月7万円が安いという価値観は持ち合わせておらず、店員の嘲笑にもめげずに、1万円くらいで生きてゆけないものかと、今もなお、妄想している。恥ずかしげもなく。
私は実家という物理的意味での「家」があるから、生きていけるんです。
感謝したくなくても、せずにはいられないマイホーム。虚構で作られたアットホームな食卓も満面の笑みで対応いたします。もちろん食費もお支払いいたします。
腹立たしい。学生という身分が。
だからといって、フルタイムで働くほどの動機も持ち合わせておらず、性を売るという原始的な労働に頼り、男に巣くう寄生虫のように生きるだけ。

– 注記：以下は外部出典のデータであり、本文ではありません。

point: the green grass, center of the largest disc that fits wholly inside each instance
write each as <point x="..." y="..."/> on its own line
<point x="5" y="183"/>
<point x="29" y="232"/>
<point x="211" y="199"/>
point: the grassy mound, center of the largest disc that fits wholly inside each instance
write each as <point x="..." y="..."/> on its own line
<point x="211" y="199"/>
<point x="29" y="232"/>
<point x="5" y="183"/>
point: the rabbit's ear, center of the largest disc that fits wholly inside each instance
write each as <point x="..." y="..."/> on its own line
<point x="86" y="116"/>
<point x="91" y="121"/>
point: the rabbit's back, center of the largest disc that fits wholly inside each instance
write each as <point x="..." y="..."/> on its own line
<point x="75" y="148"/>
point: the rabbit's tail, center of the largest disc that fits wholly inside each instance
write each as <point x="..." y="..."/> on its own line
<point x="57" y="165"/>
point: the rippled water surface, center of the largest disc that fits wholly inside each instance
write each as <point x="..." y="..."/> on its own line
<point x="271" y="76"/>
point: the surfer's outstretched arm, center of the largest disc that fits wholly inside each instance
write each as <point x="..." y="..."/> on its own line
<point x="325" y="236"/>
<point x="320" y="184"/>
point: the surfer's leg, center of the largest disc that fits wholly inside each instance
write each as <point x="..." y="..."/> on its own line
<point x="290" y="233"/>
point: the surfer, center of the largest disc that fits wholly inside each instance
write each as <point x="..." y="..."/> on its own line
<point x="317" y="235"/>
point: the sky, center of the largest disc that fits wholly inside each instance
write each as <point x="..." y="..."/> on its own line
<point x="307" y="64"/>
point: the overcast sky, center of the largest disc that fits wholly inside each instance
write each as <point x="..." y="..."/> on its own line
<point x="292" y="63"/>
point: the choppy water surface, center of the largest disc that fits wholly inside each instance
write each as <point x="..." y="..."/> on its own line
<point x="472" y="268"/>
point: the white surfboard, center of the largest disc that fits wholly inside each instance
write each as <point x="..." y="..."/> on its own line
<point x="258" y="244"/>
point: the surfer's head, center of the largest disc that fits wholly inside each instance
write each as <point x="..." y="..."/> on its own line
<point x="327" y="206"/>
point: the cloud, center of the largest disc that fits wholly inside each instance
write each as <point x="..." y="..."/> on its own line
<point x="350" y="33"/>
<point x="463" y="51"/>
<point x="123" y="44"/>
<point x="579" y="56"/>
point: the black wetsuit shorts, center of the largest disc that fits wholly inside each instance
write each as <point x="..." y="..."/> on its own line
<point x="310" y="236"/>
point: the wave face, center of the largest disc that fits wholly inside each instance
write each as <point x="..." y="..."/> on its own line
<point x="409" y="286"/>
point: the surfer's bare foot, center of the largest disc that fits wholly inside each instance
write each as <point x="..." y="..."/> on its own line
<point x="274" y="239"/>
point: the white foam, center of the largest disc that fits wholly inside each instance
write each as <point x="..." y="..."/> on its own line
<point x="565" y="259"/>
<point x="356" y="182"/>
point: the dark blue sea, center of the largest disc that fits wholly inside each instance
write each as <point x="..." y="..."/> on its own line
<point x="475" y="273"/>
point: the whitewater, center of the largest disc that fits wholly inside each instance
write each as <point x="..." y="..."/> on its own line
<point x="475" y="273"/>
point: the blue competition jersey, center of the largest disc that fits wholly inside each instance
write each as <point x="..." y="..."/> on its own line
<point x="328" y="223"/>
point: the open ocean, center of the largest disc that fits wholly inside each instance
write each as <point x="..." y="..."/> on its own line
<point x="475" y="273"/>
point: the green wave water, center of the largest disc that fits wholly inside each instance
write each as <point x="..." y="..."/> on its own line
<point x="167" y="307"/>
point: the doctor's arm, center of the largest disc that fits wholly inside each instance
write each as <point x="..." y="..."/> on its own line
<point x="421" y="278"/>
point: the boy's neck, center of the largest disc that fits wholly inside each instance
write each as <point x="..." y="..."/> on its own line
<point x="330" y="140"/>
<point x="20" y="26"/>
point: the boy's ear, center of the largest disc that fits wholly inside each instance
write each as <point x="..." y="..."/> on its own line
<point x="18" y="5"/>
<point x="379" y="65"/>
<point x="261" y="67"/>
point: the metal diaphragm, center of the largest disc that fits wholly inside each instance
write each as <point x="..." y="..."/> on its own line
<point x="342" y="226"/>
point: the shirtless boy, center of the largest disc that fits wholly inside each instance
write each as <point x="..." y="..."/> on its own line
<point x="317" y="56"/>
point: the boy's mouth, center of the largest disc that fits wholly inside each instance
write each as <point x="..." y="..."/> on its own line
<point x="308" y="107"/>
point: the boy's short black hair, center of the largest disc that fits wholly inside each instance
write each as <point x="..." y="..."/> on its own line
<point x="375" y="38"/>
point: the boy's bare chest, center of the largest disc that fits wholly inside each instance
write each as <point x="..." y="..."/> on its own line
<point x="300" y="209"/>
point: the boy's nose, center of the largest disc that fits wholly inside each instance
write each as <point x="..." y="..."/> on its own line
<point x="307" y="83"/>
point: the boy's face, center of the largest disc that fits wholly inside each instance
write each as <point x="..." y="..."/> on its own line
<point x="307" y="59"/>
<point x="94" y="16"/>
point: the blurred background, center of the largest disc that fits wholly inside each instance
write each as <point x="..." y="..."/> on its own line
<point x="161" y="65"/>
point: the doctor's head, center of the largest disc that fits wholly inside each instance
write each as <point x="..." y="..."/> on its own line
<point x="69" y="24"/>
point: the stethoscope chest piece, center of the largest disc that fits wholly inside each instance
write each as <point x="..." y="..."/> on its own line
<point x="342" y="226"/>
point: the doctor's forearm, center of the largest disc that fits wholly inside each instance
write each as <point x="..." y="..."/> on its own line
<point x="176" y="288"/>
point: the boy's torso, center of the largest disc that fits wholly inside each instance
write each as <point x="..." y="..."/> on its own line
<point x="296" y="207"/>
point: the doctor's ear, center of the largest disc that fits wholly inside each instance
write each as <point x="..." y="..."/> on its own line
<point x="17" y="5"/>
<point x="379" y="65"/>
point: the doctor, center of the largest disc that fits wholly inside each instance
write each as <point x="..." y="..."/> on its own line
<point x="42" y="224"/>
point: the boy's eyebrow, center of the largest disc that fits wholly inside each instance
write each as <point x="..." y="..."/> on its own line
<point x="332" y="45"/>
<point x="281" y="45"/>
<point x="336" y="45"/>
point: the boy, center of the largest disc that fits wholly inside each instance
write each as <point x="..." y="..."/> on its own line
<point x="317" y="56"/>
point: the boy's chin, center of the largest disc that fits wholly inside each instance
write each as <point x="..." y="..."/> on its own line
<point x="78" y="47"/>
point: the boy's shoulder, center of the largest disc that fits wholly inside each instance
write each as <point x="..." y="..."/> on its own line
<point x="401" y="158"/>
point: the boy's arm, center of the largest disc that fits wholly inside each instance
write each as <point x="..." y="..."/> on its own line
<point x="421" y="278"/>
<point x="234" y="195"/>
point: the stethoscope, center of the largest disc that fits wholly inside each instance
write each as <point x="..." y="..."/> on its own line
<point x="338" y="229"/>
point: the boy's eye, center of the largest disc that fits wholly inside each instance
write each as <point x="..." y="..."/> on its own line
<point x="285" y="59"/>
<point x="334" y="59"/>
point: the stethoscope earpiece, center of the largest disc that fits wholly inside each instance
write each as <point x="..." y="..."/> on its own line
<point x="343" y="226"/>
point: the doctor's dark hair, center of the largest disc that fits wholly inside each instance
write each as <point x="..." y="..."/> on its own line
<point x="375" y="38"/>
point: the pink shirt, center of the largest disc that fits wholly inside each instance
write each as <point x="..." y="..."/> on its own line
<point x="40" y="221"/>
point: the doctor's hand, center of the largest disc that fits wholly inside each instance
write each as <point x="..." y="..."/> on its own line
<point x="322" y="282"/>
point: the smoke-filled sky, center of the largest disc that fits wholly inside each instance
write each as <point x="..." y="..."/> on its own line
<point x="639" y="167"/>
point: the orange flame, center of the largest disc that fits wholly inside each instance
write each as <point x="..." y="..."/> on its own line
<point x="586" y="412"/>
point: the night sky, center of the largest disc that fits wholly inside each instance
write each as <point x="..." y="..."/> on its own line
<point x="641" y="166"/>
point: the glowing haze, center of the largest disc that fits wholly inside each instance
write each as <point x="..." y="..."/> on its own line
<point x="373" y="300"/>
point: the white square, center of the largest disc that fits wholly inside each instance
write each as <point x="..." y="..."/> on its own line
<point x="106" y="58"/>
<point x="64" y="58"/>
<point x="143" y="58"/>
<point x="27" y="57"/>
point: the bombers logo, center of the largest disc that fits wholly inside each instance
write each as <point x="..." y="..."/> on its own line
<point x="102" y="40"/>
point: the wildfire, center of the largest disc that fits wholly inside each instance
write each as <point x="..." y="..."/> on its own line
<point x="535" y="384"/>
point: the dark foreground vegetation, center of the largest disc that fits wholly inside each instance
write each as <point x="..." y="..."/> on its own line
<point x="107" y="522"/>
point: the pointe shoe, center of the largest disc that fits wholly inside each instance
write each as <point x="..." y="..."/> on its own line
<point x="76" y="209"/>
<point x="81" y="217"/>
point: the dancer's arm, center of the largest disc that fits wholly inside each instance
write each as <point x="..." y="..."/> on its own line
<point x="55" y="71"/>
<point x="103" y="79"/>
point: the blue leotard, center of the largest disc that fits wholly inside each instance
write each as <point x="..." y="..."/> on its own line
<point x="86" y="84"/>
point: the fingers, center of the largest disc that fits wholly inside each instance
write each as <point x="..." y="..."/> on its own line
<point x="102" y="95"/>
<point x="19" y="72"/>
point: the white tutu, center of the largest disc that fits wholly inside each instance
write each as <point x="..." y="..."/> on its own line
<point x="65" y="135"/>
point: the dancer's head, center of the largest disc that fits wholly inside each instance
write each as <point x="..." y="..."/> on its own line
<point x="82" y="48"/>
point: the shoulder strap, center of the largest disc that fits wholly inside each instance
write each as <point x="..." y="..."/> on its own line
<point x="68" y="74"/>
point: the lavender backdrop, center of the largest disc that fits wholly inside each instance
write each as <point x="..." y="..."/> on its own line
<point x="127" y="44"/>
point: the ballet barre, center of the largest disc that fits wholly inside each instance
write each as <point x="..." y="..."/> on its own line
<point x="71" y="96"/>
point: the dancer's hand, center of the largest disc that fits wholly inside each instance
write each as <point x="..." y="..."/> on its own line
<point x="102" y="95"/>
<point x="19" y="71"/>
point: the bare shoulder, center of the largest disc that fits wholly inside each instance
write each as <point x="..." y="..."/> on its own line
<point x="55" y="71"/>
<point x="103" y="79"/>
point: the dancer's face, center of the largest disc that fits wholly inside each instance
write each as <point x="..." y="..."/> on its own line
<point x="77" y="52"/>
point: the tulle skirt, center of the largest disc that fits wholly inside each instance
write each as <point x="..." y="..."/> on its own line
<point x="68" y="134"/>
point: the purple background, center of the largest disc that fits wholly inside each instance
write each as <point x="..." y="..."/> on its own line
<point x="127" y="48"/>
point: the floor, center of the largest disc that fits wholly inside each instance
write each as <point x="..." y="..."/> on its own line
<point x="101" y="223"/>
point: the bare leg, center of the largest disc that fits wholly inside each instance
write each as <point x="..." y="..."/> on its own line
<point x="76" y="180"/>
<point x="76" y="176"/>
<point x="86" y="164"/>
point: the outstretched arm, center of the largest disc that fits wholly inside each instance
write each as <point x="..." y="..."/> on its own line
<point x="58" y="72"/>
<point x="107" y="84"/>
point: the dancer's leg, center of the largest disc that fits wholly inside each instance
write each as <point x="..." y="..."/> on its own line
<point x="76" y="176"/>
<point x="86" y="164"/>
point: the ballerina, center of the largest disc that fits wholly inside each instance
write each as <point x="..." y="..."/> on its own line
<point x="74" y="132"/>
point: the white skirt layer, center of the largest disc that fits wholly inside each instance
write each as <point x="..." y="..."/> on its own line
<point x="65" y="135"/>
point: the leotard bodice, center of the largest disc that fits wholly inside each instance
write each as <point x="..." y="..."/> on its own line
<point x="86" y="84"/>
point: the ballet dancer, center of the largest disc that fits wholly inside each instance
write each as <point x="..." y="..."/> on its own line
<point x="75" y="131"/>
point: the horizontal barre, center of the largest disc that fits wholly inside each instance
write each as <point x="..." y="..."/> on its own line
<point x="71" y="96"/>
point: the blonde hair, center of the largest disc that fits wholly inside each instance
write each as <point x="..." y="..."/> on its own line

そう言いつつも、現在の不安定な生活、産業の隙間を狙ったような仕事は、私の性にあっているのであり、不安ながらも不安なままで、このままで良いと思う。このままでいさせてと思う。
次第に日常が窮屈になり
満月の夜
あの人を除いて誰にも言っていない狂った私の性質や過去-現在を親友に明かさずにはいられず、
私は一つの場所に安住することなど不可能なのだし、いつもそうであったということを再認識する。
繋がりのない、一人は嫌。
押し付け合う、恋愛も嫌。
見ぬ振りをする、結婚も嫌。
別のものがほしい。
揺ぎ無い、変わらない、    がほしい。


突然、友人から連絡が入った昨日、本当は温泉に入りたかったんです。
すべてを溶かしてしまいたかった。